Under the law, “relocation” has a different meaning depending on which county you live in and whether you are moving within Illinois or to another state.
- If the child’s primary residence is Cook, DuPage, Kane, Lake, McHenry, or Will county, relocation would be any move:
- within Illinois that is more than 25 miles from the child’s current residence; or
- to another state that is more than 25 miles from the current primary residence;1
- If the child’s primary residence is in any other county, aside from those listed above, relocation would be any move:
- within Illinois that is more than 50 miles from the child’s current residence; or
- to another state that is more than 25 miles from the current primary residence.2
The distances listed above would be measured by an Internet mapping service to confirm their distance.3
To see what steps you need to take if you want to relocate, go to If I want to relocate with my child, what steps do I need to take?
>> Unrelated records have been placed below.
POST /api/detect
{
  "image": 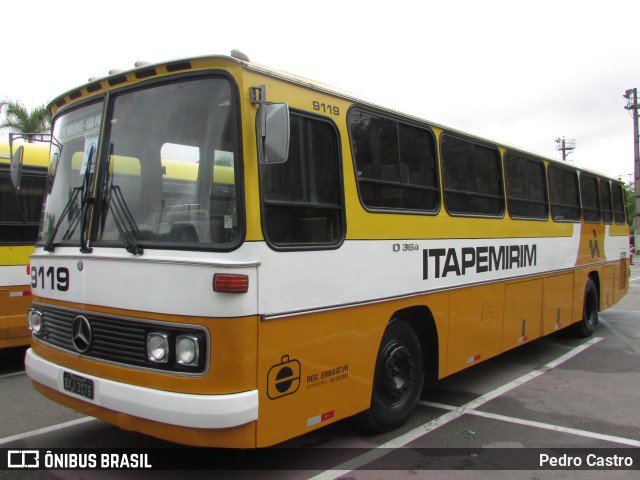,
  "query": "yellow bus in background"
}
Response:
[25,52,629,448]
[0,142,49,349]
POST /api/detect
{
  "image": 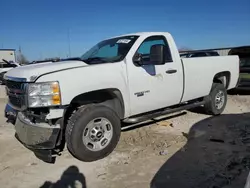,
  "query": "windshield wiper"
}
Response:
[81,57,107,63]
1 750 ILCS 5/600(g)(1), (g)(3)
2 750 ILCS 5/600(g)(2), (g)(3)
3 750 ILCS 5/600(g)(1) - (3)
If I want to relocate with my child, what steps do I need to take?
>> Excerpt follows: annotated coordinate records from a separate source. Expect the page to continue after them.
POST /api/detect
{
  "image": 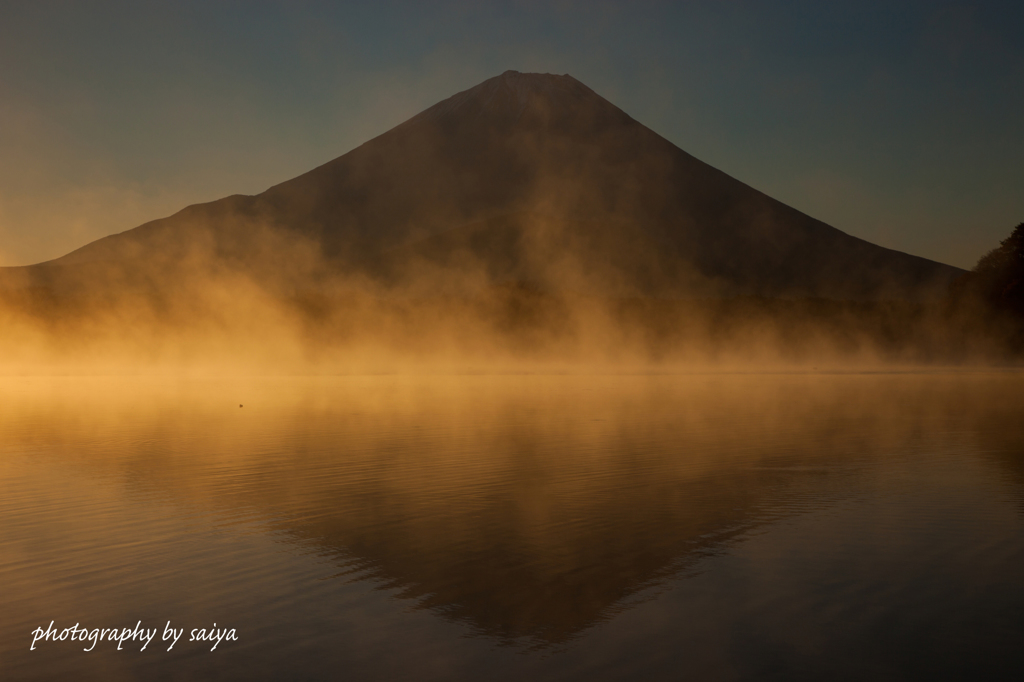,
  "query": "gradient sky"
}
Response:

If a parent who has been allocated a majority of parenting time or equal parenting time in court wants to relocate with his/her child, there are certain steps s/he must follow:1
- s/he must provide at least 60 days’ written notice before the relocation to the other parent (unless such notice is not possible - in that case, written notice shall be given at the earliest date possible). The notice must include the following:
- the intended date of the parent’s relocation;
- the address of the parent’s intended new residence, if known; and
- the length of time the relocation will last, if the relocation is not for an indefinite or permanent period.2Note: The judge may excuse you from giving all or some of this information (or may seal the information) if there is a history of domestic violence.3
- s/he must file a copy of the required notice with the clerk of the circuit court.3
If the non-relocating parent consents to the relocation, the law says that s/he can “sign” the notice and you can file it with the court and relocate.4 Be sure to check with the clerk of court whether or not the signature needs to be notarized or if there are any additional requirements that must be met. The court will then modify the parenting plan or allocation judgment accordingly (as long as the agreed modification is in the child’s best interests).4
If the non-relocating parent does not consent to the relocation, you must file a petition in court seeking permission to relocate.5 Then a hearing would be held where the judge would decide whether or not to allow the relocation. You can read about the factors that a judge will consider when deciding whether or not to allow you to relocate in section (g) of the law, 750 ILCS 5/609.2 on our Selected Illinois Statutes page.
1 750 ILCS 5/609.2(b)
2 750 ILCS 5/609.2(d)
3 750 ILCS 5/609.2(c)
4 750 ILCS 5/609.2(e)
5 750 ILCS 5/609.2(f)
If I move to a new state, can I transfer my child custody case there?
After a final custody order is issued, there may come a time when you and your children move to a different state. For information about how to request to transfer the custody case to a new state, please go to the Transferring a custody case to a different state section in our general Custody page. However, it’s important to keep in mind that you may likely first need to get permission from the court or from the other parent to move your children out of state. Please talk to a lawyer to make sure your plans to move don’t violate your custody order or your state’s parental kidnapping laws.